Re: Official Linux system wrapper library?
From: Joseph Myers
Date: Mon Nov 12 2018 - 17:51:12 EST
On Mon, 12 Nov 2018, Daniel Colascione wrote:
> The two features *are* unrelated. The design I've proposed works
> equally well for synchronous and asynchronous signals, and limiting it
Whatever the design, I see no obvious reason why a kernel-provided
library, with all the problems that entails, should need to be involved,
rather than putting new APIs either in libc or in a completely separate
libsignal for libraries wanting to use such a system for cooperative
signal use.
(I can imagine *other* parts of the toolchain being involved, if e.g. you
want to have a good way of checking "is the address of the instruction
causing this signal in this library?" that works with static as well as
dynamic linking - for dynamic linking, I expect something could be done
using libc_nonshared and __dso_handle to identify code in the library
calling some registering function. And indeed there might also be new
kernel interfaces that help improve signal handling.)
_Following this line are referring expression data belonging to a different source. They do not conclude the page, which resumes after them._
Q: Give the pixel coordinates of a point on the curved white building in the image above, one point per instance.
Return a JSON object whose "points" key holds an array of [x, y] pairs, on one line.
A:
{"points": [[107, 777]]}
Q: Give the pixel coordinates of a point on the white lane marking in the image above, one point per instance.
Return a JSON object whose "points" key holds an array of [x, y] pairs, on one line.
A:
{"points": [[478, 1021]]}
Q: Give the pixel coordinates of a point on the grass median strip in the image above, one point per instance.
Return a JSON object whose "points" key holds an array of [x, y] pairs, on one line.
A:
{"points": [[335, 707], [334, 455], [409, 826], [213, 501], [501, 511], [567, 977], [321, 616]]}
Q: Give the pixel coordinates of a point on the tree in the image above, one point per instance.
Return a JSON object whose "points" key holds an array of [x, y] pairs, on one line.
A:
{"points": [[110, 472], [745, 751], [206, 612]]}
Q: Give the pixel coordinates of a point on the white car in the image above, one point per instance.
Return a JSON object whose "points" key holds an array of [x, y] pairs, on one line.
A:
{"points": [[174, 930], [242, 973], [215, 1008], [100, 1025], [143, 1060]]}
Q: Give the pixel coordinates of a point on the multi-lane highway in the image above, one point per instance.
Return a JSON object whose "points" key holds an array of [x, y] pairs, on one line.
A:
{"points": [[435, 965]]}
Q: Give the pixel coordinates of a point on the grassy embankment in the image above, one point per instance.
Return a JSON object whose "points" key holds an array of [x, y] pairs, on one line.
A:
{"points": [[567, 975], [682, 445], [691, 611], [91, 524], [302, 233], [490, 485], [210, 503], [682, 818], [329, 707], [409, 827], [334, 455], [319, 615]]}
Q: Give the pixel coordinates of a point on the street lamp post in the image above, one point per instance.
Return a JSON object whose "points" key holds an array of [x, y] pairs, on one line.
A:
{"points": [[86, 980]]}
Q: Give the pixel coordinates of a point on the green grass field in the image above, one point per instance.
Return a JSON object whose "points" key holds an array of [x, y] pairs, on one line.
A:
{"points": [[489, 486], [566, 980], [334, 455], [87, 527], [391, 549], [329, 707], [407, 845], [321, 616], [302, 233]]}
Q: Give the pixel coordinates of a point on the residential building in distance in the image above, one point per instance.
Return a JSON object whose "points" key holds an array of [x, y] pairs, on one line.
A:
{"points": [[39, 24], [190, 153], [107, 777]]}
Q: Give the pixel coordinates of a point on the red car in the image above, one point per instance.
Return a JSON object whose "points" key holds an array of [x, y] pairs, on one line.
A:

In the absence of consensus for adding such a new API for signals to
glibc, it's unlikely one would get consensus for glibc to depend on some
other library providing such an API either. But you can always write a
library (which I think would most naturally be a completely separate
libsignal, not part of the kernel source tree) and seek to persuade
libraries they should be using it rather than interfering with global
state by registering normal signal handlers directly.